Narrative Responses:

Purpose
To report the outcomes of the Boston Type 1 Keratoprosthesis (KPro) at the University Health Network in Toronto, Canada.

Methods
A retrospective review was conducted of all keratoprosthesis procedures performed between June 2008 and June 2013.  Thirty patients (31 eyes) were included in this study.  Data regarding the preoperative characteristics and intra/postoperative course of each patient was analysed.

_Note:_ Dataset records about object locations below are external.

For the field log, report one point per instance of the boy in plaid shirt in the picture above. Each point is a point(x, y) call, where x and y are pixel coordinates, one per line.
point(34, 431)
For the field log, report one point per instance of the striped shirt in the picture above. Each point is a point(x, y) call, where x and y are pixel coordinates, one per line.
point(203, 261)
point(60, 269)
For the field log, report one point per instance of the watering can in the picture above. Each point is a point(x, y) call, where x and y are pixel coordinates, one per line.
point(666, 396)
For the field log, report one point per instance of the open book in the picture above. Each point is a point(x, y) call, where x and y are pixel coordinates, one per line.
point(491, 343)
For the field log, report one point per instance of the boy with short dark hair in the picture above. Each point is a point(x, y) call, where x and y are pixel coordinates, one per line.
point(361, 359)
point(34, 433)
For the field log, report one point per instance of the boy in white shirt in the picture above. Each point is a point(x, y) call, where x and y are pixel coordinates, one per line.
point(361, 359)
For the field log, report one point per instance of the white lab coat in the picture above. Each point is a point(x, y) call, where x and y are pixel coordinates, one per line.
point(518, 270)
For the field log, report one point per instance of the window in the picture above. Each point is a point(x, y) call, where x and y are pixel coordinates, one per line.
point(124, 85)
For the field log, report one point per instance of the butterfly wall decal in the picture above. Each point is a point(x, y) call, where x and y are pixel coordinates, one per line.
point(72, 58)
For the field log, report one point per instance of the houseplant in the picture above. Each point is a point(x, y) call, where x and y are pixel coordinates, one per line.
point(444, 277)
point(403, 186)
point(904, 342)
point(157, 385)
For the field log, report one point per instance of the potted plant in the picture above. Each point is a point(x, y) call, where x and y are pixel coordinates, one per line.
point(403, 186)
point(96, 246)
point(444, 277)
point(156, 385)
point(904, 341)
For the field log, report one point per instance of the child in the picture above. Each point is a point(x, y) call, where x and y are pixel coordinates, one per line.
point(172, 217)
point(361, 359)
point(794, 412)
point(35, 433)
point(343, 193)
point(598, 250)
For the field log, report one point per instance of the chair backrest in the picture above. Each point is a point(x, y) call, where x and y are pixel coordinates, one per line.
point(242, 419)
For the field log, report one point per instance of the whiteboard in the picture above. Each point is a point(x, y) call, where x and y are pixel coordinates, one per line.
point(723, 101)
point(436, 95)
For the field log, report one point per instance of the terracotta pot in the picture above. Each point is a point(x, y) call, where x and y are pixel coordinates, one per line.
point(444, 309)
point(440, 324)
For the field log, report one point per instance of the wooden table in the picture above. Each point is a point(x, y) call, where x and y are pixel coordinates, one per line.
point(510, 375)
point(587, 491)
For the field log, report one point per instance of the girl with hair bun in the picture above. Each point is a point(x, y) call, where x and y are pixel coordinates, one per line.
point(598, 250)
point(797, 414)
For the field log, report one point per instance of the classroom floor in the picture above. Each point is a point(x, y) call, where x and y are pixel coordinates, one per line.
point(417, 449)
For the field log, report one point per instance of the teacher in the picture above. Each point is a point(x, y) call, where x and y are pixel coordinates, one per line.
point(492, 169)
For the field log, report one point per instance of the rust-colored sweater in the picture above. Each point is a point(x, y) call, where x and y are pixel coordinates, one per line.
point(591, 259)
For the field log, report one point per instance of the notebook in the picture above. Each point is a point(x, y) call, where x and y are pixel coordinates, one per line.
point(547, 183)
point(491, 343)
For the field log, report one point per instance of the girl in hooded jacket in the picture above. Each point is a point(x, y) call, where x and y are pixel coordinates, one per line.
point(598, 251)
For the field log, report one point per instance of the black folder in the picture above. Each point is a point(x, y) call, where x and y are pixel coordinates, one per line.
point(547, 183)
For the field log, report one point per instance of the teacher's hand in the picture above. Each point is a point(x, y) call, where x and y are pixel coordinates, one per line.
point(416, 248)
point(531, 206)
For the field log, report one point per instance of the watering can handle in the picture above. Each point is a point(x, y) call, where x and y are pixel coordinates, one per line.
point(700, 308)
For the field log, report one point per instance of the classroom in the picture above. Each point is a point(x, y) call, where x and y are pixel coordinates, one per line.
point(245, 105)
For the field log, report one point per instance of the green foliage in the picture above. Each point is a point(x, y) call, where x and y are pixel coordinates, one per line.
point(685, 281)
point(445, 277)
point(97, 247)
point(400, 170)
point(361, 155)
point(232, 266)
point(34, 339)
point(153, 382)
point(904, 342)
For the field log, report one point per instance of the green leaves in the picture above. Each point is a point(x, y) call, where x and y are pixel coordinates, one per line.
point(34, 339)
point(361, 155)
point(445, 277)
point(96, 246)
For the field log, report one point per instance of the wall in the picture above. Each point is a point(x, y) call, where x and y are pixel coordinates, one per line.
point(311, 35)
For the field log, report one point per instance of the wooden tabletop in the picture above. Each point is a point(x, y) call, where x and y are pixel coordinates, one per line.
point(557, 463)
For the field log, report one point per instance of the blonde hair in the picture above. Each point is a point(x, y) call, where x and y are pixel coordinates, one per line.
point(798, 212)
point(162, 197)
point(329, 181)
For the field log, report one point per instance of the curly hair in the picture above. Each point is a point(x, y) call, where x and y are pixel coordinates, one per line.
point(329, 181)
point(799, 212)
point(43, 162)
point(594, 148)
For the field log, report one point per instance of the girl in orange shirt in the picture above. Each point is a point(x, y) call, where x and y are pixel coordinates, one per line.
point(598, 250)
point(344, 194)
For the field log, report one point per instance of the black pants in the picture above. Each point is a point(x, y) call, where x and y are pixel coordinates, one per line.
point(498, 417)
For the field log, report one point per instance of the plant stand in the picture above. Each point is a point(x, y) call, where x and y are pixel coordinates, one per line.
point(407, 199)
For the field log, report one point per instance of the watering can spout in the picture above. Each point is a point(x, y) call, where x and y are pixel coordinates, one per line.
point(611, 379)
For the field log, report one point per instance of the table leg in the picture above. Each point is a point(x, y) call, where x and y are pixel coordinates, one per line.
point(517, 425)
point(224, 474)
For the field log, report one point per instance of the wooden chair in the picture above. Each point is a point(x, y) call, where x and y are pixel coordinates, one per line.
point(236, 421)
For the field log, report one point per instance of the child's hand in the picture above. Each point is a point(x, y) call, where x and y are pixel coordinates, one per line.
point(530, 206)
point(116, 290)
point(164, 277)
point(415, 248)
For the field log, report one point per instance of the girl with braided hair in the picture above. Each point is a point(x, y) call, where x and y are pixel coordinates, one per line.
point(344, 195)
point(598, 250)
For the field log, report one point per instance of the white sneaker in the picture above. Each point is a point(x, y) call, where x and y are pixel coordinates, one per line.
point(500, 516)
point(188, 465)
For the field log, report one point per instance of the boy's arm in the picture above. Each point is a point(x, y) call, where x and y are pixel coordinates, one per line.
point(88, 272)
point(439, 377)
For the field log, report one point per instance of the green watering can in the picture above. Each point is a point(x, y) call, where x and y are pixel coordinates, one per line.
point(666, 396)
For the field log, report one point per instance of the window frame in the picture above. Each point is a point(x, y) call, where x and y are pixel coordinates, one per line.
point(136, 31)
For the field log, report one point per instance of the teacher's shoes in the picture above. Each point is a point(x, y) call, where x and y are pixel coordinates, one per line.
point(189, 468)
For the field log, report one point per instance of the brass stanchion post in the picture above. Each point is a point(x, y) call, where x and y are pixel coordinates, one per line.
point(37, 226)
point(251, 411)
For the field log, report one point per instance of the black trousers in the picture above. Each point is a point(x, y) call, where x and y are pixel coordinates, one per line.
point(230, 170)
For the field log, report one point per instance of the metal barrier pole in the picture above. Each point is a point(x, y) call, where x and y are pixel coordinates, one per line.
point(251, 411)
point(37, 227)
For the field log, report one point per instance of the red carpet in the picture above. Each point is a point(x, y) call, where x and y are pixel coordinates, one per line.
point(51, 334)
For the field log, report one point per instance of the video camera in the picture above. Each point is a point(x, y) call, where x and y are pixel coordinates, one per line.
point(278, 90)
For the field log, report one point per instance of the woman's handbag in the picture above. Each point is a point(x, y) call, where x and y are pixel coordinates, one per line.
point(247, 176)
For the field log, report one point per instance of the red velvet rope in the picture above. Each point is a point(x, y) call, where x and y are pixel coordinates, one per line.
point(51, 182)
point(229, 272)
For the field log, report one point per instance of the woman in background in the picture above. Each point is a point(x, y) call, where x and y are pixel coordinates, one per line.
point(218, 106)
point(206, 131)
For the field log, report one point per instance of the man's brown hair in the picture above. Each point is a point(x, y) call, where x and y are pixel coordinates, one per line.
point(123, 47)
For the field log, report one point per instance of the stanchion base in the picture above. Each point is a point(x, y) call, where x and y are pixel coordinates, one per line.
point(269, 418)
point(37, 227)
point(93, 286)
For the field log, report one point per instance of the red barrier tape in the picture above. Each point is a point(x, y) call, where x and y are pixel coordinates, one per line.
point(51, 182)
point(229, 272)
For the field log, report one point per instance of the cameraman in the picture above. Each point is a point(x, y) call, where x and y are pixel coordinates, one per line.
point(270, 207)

In 21 eyes (68%), the primary indication for a KPro was failed corneal transplantation.  The remaining ten eyes (32%) had a KPro as a primary procedure

Results
In all eyes, preoperative visual acuity (VA) was ≤20/200, with 27 eyes (88%) having a VA of counting fingers, hand movement or light perception.  A history of glaucoma was documented in 42% of eyes. Mean follow up time was 19±14 months (range 2-57). The retention rate at last follow up was 97%.  Best-achieved median visual acuity was 20/150  (range 20/25-NLP) with 35% of patients achieving a VA of >20/40 at some point during their postoperative course. At last follow up, median VA was 20/400 (range 20/40-NLP).  The two most common complications included retroprosthetic membrane formation (15,48%) and elevated IOP (10,32%).

Conclusion
Our study demonstrates that the Boston Type 1 Keratoprosthesis improves visual acuity in the majority of patients and is a viable option after multiple failed grafts or in situations where there is a poor prognosis for traditional penetrating keratoplasty.